Die roll over Effekte sind wohl die am meisten verbreitetsten Effekt überhaupt. Jeder kennt sie. Interessanter werden sie noch, wenn das Bewegen der Maus gleich mehrere Effekte auslöst, wie dieses Beispiel zeigt. Dieses Beispiel über einen button, wird sowohl der button selbst als auch das Bild unterhalb der Menüleiste ausgetauscht. Zusätzlich wird noch ein kleine Funktion in Marsch gesetzt, die vor sich hinblinkt. Clickt man auf einen button, wird eine neue Seite aufgeblendet. Damit man weiss, wo man sich gerade befindet, wird der entsprechende Menüpunkt markiert. Wer will, kann sich das Beispiel hier downloaden.
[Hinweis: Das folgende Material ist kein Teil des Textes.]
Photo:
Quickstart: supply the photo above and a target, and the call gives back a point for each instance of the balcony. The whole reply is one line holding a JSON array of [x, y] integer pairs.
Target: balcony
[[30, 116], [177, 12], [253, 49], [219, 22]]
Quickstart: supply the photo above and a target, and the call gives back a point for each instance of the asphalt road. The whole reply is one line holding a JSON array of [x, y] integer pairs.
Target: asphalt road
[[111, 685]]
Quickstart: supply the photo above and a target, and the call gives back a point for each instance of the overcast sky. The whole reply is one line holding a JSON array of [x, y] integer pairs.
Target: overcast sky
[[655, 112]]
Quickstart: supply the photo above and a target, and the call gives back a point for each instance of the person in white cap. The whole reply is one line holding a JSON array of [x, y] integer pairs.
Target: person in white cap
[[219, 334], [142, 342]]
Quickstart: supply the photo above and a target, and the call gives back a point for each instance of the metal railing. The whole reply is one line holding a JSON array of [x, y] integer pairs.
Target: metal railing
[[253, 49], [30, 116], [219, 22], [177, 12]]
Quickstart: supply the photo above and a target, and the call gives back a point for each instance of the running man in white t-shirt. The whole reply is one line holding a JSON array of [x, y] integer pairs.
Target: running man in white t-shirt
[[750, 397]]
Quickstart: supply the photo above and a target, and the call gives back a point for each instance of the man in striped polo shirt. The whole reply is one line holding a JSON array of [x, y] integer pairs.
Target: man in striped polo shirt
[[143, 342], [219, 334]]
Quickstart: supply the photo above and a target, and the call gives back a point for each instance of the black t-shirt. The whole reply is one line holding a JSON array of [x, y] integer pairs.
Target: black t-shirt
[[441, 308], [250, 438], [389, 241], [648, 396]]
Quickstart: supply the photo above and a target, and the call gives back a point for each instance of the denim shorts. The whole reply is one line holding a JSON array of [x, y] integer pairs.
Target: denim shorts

Bilder dynamisch austauschen

JavaScript verwaltet die Bilder in einem Frame. Jedes Element dieses Frames ist eine Instanz des image Objektes. Jede Instanz des Image Objektes hat nun die Eigenschaften und Methoden, die auch auch das Image Objekt hat. Das Image Objekt hat zum Beispiel die Eigenschaft src, also den source code, den Pfad, wo das Bild liegt. Diesen Pfad nun kann man dynamisch austauschen und damit ein anderes Bild einblenden. Betrachten wir nochmal ein Beispiel, das wir an anderer Stelle schon hatten.

Der dazugehörige Quellcode sieht dann so aus.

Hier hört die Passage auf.